ボーゲル自身は名将プロトスの代役を果たせず、敗戦したことに肩を落としているが、プロトスはボーゲルを責めようとはしない。戦いの報告を聞けば、責められるはずがなかった。

生きて帰ってきただけでも誉めてやりたい気持ちだった。


「それで、センテージ王は何と?」

「はい。先の大戦の敗北を聞き、帝国との併合も視野に入れて今後の対策を検討するそうです」

「併合・・・事実上の降伏だな。そうか・・・・報告ご苦労だった。今日はゆっくり休んでくれ」

「はい・・・失礼します」


 重い足取りで静かにボーゲルが退室した後、プロトスは大きく息を吸い、背もたれに寄りかかってから深く吐いた。


「だが、やむを得ないのか・・・・・」


 帝国との併合_____。

事実上の降伏のそれに、この国で生まれ育ったプロトスはもちろん難色を示す。


「できれば、願い下げたいところだが・・・・」


現状、打つ手はないだろう。帝国によって西方連合が打ち破られた以上、各個撃破は時間の問題でしかない。


「・・・あの子が力を上手く扱えていたなら、違っていただろうか?」


 プロトスの頭の中で、最愛の娘の勇姿が浮かぶ。

西方連合の戦の報告では、帝国に人材、計略、装備と人数以外すべての点で劣り、その人数も裏切りによって覆されて大敗したとある。


 だが、それでも、もしかしたら、と思う事がある_____。


 もし、最愛の娘が自身の力を完璧に使いこなし、戦場に立てていたならば、あるいは___と。

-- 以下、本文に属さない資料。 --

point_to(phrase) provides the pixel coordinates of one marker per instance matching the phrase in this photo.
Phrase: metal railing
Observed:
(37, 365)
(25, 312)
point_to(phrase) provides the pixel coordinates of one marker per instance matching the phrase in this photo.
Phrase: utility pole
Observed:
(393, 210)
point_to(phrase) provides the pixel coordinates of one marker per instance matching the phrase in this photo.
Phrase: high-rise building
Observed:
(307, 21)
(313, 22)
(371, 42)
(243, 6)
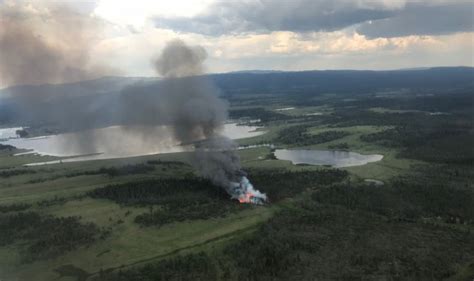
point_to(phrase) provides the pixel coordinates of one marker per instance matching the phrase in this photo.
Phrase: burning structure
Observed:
(198, 116)
(185, 100)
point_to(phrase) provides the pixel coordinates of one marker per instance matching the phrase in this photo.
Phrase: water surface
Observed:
(117, 141)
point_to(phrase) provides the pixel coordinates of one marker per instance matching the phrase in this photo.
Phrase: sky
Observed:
(124, 36)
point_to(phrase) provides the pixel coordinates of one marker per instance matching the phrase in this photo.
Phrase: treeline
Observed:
(116, 171)
(171, 199)
(404, 200)
(281, 184)
(442, 140)
(257, 113)
(322, 241)
(174, 200)
(47, 236)
(157, 191)
(298, 135)
(445, 102)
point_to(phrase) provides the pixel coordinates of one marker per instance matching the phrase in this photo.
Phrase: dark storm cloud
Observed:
(265, 15)
(419, 18)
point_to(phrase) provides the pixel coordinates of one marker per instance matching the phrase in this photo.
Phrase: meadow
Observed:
(153, 218)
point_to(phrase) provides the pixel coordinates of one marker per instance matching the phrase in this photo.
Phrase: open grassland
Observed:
(320, 222)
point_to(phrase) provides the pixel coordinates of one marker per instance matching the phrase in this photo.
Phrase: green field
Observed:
(61, 190)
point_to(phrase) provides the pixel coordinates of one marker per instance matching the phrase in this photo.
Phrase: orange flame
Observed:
(246, 198)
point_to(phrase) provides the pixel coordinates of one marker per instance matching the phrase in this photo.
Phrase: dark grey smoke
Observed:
(43, 43)
(197, 113)
(50, 45)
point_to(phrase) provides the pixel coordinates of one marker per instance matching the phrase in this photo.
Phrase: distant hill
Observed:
(105, 94)
(349, 81)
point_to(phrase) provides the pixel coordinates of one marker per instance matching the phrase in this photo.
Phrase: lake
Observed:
(332, 158)
(116, 141)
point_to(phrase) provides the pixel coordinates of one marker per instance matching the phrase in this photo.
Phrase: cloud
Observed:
(383, 18)
(262, 16)
(420, 19)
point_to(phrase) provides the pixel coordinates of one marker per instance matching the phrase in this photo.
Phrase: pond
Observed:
(116, 141)
(334, 158)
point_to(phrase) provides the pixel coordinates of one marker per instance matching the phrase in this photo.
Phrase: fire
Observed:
(246, 198)
(246, 193)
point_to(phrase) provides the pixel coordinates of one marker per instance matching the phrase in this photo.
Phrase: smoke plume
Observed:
(198, 116)
(48, 43)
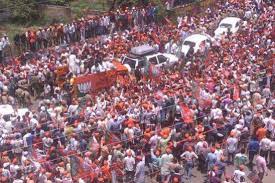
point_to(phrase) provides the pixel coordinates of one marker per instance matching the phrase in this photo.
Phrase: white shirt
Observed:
(265, 144)
(219, 154)
(129, 163)
(237, 175)
(232, 144)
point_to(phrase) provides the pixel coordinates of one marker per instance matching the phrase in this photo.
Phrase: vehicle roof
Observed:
(134, 56)
(142, 50)
(196, 38)
(230, 20)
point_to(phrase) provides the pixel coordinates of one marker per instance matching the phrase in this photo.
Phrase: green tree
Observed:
(22, 10)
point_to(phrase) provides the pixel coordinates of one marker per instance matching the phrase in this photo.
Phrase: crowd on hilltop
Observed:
(216, 111)
(84, 28)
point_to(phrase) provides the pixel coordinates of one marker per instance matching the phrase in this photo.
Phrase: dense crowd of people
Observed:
(215, 111)
(85, 28)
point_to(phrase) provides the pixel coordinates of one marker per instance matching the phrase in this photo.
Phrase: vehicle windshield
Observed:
(226, 25)
(189, 43)
(130, 62)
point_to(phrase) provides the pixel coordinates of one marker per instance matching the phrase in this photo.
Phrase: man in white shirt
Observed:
(265, 147)
(129, 164)
(232, 144)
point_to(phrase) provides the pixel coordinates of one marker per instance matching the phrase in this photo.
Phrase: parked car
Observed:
(140, 56)
(195, 42)
(228, 24)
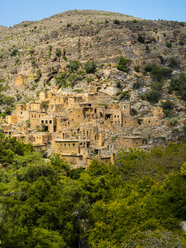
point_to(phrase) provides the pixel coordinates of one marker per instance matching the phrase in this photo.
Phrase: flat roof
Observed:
(68, 140)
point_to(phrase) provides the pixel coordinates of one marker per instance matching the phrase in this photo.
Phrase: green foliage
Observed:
(37, 76)
(178, 84)
(74, 65)
(124, 95)
(173, 63)
(168, 44)
(14, 52)
(141, 38)
(90, 67)
(47, 204)
(134, 111)
(137, 68)
(89, 79)
(162, 59)
(137, 84)
(167, 107)
(49, 51)
(58, 52)
(122, 64)
(152, 96)
(44, 105)
(160, 73)
(147, 49)
(116, 22)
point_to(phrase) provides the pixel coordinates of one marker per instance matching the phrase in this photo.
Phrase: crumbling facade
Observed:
(79, 127)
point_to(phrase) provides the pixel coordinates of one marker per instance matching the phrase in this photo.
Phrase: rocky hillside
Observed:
(127, 58)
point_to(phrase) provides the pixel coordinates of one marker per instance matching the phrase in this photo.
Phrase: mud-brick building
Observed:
(39, 138)
(11, 119)
(130, 142)
(48, 123)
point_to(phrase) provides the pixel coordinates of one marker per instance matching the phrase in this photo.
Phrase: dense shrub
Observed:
(123, 64)
(90, 67)
(141, 38)
(158, 73)
(116, 22)
(124, 96)
(167, 107)
(174, 63)
(178, 84)
(74, 65)
(169, 44)
(153, 96)
(14, 52)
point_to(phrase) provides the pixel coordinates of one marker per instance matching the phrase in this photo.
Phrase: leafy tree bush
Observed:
(141, 38)
(124, 95)
(167, 107)
(46, 204)
(178, 84)
(158, 73)
(74, 65)
(90, 67)
(122, 64)
(116, 22)
(169, 44)
(14, 52)
(174, 63)
(137, 68)
(153, 96)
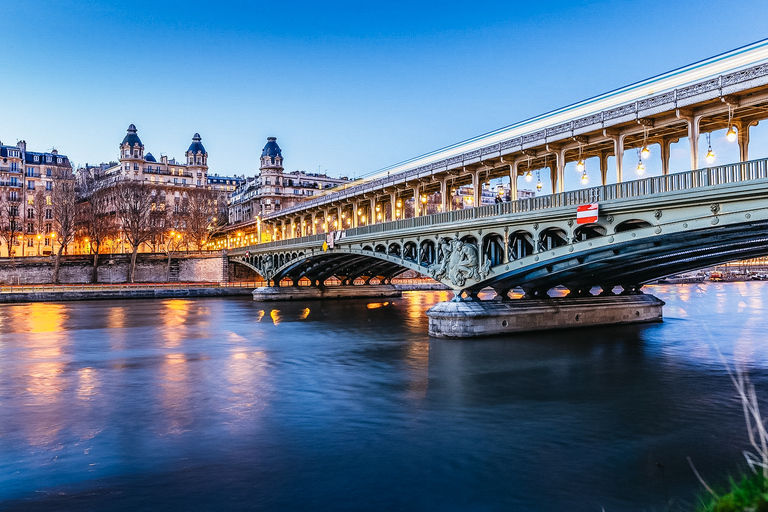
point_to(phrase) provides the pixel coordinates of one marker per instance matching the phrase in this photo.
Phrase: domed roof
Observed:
(272, 149)
(131, 138)
(196, 145)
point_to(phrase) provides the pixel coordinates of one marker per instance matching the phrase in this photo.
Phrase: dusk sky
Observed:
(347, 87)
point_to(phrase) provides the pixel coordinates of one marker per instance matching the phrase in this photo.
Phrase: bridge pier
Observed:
(487, 318)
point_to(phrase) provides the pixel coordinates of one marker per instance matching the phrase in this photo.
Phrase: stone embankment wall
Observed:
(150, 268)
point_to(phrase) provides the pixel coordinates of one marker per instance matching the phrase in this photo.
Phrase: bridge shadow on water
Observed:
(349, 405)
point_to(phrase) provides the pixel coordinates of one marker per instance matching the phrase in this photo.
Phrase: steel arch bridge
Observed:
(646, 229)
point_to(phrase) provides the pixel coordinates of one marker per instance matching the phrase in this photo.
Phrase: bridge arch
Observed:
(428, 254)
(493, 248)
(631, 224)
(521, 244)
(551, 238)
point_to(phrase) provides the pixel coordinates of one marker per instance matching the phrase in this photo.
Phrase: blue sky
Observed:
(347, 87)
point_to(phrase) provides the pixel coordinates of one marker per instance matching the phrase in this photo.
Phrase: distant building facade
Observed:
(26, 186)
(275, 189)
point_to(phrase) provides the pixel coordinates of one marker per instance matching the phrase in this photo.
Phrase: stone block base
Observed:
(486, 318)
(274, 293)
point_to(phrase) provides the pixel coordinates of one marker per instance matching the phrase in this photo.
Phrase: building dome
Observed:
(272, 150)
(196, 145)
(131, 138)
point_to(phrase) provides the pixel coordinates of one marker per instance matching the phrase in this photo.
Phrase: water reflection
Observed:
(187, 404)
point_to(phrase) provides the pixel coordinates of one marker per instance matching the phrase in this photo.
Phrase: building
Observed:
(274, 188)
(26, 210)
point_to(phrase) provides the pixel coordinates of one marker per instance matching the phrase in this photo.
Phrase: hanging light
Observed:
(645, 152)
(710, 154)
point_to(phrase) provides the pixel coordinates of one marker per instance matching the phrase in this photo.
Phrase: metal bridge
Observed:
(646, 229)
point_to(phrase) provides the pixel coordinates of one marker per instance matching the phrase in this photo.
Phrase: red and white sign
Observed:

数万人の大戦で、たった一人の女の子が何だというのだろう?

誰もがそう思う。名将プロトスも、もちろん理解している。

だが自分の娘には、親の贔屓目抜きで、もしかしたらと思わせる才能がある。

数万人規模の大戦をたった一人で覆せる才能が・・・。


「いや、今更だな。仮にあの子が伝承に伝わる“閃光の勇者”の再来であっても、力を使いこなせないのでは意味がない。それに、もう勝敗は決したのだ」


 自分の考えを敗者の言い訳だと吐き捨て、プロトスは再び政務に戻る。

だが、頭の片隅には娘に対する淡い期待がいつまでも残るのだった______。